Мои попытки организовать дело оказались совершенно пустыми. Тогда я махнула рукой, схватила губку, мыло и принялась драить первую же попавшуюся.
Технология постепенно налаживалась.
– Алла? – спрашивала я, схватив малышку.
– Алла! – соглашалась она.
– Ощепкова? – спрашивала я, чтобы хоть как-то остановить ее беспорядочную суетливость.
– Ощепкова! – кивала Алла.
– Ну-ка расскажи мне про себя!
– А чего рассказывать-то?
– Что ты любишь? Что не любишь? Какие видела фильмы? Чего хочешь?
И пока рыженькая Алла Ощепкова излагала мне свою программу – что поделаешь, действительно целая философия: любит кататься на трамвае, клубничное варенье, артиста Евгения Леонова и одеколон «Красная Москва», – я мылила ей волосы, охаживала мочалкой спину, живот, ноги и драила пятки, чего Алла снести уже не могла, разражаясь диким хохотом.
Далее следовал завершающий шлепок, Алла мчалась вытираться, предупрежденная, что вытереться надо непременно насухо, а ее место уже занимала следующая.
– Зина? – спрашивала я.
– Зина!
– Пермякова?
– Пермякова!
– Запевай!
Смешная Зина Пермякова, щербатая, как старуха – сразу трех передних зубов нет, – улыбаясь и щурясь, хитро поглядела на меня снизу и вдруг затянула:
– Очи черные, очи страстные, очи жгучие и прекрасные!

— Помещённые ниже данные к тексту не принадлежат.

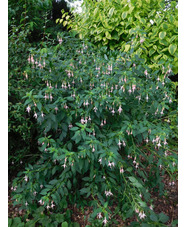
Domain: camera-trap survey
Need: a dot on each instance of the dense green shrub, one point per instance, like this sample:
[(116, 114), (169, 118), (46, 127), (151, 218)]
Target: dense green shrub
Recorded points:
[(104, 118), (144, 25)]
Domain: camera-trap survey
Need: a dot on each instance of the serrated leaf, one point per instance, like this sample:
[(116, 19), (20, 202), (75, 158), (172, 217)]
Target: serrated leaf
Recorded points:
[(127, 47), (151, 52), (9, 222), (64, 224), (111, 11), (172, 49), (74, 129), (124, 15), (163, 218), (153, 217), (162, 35)]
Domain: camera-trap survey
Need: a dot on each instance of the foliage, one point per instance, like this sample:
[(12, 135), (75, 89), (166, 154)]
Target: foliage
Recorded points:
[(104, 121), (40, 218), (148, 26), (22, 131)]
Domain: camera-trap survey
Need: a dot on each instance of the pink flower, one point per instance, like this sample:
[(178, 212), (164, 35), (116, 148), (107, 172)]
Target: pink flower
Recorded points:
[(130, 91), (146, 73), (124, 144), (105, 221), (142, 40), (99, 215), (133, 87), (159, 145), (28, 109), (60, 40), (26, 178), (95, 109), (35, 115), (113, 112), (142, 215), (120, 109), (64, 165), (42, 114), (121, 170), (119, 144), (52, 206)]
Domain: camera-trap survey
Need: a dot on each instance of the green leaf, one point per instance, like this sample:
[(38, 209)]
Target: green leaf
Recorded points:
[(124, 15), (74, 129), (108, 36), (153, 217), (111, 11), (151, 52), (16, 221), (172, 49), (64, 224), (163, 218), (9, 222), (59, 218), (162, 35), (127, 47)]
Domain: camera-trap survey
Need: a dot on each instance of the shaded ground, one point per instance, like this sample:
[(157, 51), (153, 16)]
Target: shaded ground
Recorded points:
[(167, 204)]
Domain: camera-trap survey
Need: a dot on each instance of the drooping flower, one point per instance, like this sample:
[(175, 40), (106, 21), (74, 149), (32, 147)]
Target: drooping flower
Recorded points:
[(26, 178), (119, 144), (113, 111), (28, 109), (35, 115), (99, 215), (142, 215), (60, 40), (120, 109), (105, 221), (121, 170)]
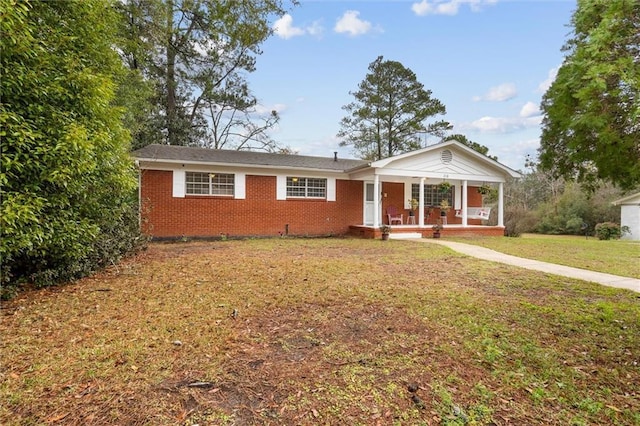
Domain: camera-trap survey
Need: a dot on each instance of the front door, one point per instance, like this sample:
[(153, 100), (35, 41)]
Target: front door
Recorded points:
[(369, 207)]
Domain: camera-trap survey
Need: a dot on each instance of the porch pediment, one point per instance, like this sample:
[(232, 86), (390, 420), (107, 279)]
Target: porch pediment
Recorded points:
[(447, 160)]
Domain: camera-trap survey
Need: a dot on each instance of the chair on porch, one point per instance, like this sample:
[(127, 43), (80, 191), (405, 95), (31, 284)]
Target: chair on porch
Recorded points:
[(393, 216)]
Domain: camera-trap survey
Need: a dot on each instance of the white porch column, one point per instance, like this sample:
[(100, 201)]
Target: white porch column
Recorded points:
[(421, 203), (464, 203), (376, 200), (501, 204)]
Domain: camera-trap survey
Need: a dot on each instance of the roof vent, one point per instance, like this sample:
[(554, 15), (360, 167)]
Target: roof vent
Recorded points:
[(446, 156)]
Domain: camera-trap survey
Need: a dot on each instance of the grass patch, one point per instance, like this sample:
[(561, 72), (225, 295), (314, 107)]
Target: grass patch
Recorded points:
[(322, 331), (618, 257)]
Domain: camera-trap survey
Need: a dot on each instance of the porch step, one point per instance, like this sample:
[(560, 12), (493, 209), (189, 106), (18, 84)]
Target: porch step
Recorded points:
[(404, 235)]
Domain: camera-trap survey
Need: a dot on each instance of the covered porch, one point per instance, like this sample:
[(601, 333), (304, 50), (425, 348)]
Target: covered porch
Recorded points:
[(445, 184)]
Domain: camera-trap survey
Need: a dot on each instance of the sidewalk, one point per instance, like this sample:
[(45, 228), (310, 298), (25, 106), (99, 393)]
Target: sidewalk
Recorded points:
[(550, 268)]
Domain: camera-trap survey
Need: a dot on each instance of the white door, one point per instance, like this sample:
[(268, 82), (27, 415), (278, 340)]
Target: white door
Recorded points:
[(369, 207)]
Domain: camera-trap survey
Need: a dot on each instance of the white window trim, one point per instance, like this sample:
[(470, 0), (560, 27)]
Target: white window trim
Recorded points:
[(179, 183), (179, 189), (281, 188), (240, 186)]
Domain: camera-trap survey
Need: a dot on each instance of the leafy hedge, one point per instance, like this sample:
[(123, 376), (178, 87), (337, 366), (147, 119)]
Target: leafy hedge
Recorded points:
[(68, 182)]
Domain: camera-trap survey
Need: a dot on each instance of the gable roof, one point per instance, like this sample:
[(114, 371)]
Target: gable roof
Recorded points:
[(183, 154), (157, 153), (629, 200), (470, 152)]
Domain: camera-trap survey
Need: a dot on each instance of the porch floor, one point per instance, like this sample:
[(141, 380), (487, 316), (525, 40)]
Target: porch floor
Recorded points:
[(415, 231)]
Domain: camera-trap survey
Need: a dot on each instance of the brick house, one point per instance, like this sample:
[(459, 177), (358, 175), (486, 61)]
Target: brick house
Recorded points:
[(196, 192)]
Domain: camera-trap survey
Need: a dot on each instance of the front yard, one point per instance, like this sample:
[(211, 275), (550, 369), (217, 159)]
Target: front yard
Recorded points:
[(320, 331)]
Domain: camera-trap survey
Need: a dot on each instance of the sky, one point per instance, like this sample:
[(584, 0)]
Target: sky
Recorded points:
[(488, 61)]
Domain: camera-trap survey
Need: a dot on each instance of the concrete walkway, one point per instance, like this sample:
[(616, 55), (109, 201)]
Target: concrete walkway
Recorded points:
[(550, 268)]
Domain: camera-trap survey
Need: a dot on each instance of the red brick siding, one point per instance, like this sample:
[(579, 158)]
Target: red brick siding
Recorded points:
[(260, 214)]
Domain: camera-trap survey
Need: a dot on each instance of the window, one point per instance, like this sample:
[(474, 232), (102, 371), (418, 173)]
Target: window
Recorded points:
[(306, 187), (432, 194), (210, 183)]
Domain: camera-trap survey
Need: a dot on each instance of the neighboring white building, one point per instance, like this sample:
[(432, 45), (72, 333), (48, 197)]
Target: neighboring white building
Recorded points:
[(630, 215)]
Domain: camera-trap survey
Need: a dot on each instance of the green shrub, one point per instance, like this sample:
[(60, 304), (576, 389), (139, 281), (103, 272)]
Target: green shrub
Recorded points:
[(608, 231)]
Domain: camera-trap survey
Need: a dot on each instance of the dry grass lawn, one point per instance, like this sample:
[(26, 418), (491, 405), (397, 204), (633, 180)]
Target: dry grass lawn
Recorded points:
[(320, 331)]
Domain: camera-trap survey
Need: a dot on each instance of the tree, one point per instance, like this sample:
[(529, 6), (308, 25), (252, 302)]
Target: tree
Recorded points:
[(591, 128), (196, 53), (68, 183), (389, 112)]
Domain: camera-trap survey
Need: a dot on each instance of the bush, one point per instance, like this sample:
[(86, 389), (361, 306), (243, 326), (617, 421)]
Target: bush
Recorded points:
[(608, 231)]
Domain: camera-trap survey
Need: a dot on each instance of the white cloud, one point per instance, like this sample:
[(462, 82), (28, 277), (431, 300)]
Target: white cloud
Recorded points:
[(444, 7), (285, 29), (500, 93), (551, 76), (350, 23), (265, 110), (315, 29), (503, 124), (529, 110)]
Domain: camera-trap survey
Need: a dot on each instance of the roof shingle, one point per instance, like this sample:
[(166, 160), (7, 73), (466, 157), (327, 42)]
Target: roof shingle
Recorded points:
[(157, 152)]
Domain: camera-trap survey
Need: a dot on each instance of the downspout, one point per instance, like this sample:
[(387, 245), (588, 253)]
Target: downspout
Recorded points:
[(376, 200), (464, 203), (501, 204), (421, 204)]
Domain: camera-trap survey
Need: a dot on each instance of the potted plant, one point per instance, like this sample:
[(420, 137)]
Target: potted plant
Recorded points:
[(436, 229), (484, 189), (386, 230), (414, 205), (444, 207)]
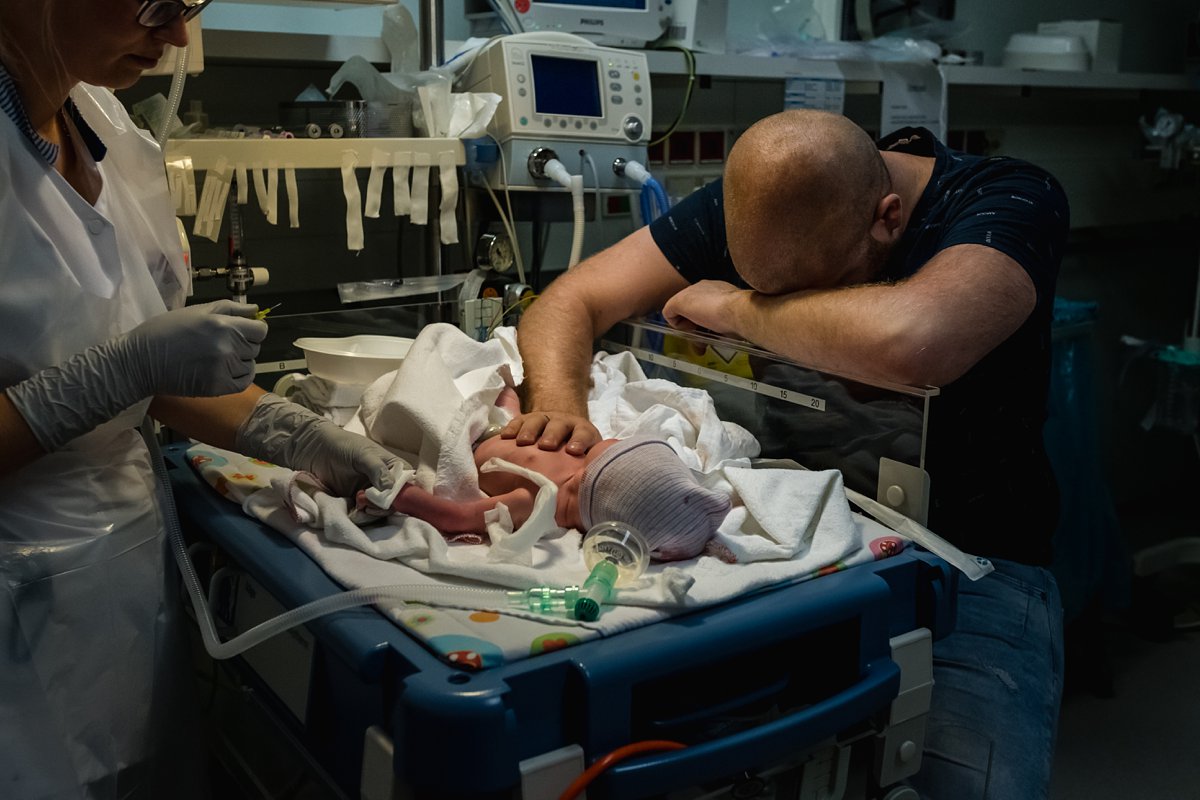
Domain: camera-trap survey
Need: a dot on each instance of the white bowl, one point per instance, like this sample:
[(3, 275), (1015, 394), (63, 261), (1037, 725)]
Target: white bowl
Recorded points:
[(1045, 52), (354, 359)]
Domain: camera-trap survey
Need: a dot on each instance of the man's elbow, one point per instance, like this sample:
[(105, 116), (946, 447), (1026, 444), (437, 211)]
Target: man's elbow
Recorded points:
[(918, 360)]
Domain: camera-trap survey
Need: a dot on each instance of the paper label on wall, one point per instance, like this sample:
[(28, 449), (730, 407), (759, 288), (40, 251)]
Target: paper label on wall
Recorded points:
[(822, 94), (913, 95)]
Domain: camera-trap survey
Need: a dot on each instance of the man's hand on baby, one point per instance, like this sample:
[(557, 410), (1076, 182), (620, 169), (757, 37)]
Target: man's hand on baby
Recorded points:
[(552, 429)]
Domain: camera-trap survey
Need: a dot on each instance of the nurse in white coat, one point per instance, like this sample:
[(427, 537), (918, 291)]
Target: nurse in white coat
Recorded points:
[(90, 265)]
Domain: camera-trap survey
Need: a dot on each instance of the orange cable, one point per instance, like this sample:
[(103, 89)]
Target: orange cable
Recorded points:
[(609, 759)]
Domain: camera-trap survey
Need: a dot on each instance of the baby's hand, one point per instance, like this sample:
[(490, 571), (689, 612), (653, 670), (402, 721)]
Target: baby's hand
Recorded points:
[(552, 429), (367, 507)]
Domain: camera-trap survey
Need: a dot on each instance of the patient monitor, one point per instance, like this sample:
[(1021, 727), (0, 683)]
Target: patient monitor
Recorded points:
[(564, 92)]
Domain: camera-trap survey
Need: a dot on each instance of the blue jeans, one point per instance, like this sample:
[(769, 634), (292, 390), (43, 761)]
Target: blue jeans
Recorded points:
[(997, 681)]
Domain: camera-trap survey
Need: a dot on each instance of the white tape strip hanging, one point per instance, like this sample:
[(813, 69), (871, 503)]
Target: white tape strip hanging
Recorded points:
[(261, 187), (353, 202), (449, 175), (289, 179), (379, 163), (213, 199), (401, 200), (243, 185), (273, 192), (420, 212), (181, 180)]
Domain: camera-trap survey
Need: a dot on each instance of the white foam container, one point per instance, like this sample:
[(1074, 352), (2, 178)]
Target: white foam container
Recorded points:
[(1045, 52), (354, 359)]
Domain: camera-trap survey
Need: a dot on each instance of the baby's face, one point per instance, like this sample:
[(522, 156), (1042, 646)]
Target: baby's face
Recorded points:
[(567, 510)]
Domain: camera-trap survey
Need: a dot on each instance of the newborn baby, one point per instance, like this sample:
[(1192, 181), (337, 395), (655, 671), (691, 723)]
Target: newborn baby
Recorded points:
[(639, 481)]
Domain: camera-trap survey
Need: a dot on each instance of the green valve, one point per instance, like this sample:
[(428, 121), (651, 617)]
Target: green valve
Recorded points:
[(595, 591)]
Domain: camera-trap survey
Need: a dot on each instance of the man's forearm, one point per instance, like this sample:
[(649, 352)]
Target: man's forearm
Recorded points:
[(556, 338)]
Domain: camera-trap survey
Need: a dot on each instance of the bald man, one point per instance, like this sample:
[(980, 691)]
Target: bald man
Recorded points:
[(900, 262)]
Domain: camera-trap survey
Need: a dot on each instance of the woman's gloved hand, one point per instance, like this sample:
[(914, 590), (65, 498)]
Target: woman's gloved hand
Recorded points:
[(193, 352), (196, 352), (289, 434)]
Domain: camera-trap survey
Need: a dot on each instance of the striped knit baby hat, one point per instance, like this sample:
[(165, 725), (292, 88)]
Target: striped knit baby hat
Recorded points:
[(642, 482)]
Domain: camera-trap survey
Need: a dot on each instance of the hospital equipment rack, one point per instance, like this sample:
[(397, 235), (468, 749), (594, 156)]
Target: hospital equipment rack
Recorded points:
[(826, 671)]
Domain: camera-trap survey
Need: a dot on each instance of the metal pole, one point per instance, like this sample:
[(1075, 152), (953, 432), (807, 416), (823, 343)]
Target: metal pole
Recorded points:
[(432, 34), (432, 53)]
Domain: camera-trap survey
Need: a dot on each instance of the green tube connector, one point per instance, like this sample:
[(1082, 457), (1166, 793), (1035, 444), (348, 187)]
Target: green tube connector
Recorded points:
[(595, 591), (545, 600)]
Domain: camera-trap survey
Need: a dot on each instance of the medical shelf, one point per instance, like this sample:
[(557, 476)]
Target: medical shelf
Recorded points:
[(747, 684), (305, 154), (868, 72)]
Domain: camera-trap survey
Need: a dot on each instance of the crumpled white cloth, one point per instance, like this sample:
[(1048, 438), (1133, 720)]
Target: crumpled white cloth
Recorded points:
[(785, 524)]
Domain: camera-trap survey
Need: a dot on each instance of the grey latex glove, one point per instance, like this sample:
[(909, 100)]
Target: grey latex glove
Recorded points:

Наверное, я поперхнулась и глаза у меня округлились. Но ни Зина, ни остальные девчонки ничего не заметили. Теперь уже хором, нестройным, правда, неспевшимся, выводили они слова романса, написанного явно не для младшего школьного возраста:
– Как люблю я вас, как боюсь я вас, знать, увидел вас я не в добрый час!
– Откуда вы знаете? – воскликнула я пораженно.
– Наталь Ванна! Наталь Ванна! – закричали девчонки наперебой. После расспросов с пристрастием выяснилось, что Наталь Ванной зовут ту старуху – директора детдома – и что Наталь Ванна любит играть на гитаре и петь эту песню, как выразилась Зина Пермякова, но поет ее дома, а окна открыты, и все эти клопы разучили любимый романс Наталь Ванны.
Вот так да! Сколько же мне предстоит! Разобраться в каждом их слове! Но теперь разбираться не было времени! Из душа хлестала вода, к потолку поднимался пар, и мытье, похожее на утренник, выходило веселым и, по-моему, качественным.
Сначала приходилось трудно: девчонки, не понимая этого, мешали мне своим многолюдьем, но постепенно отмытые удалялись, пока не осталась Анечка.
Я терла ее, как и всех, войдя в веселый ритм бани, и не обратила внимания, что Анечка исподлобья взглядывает на меня. Когда я шлепнула ее, завершив процедуру, она не ушла.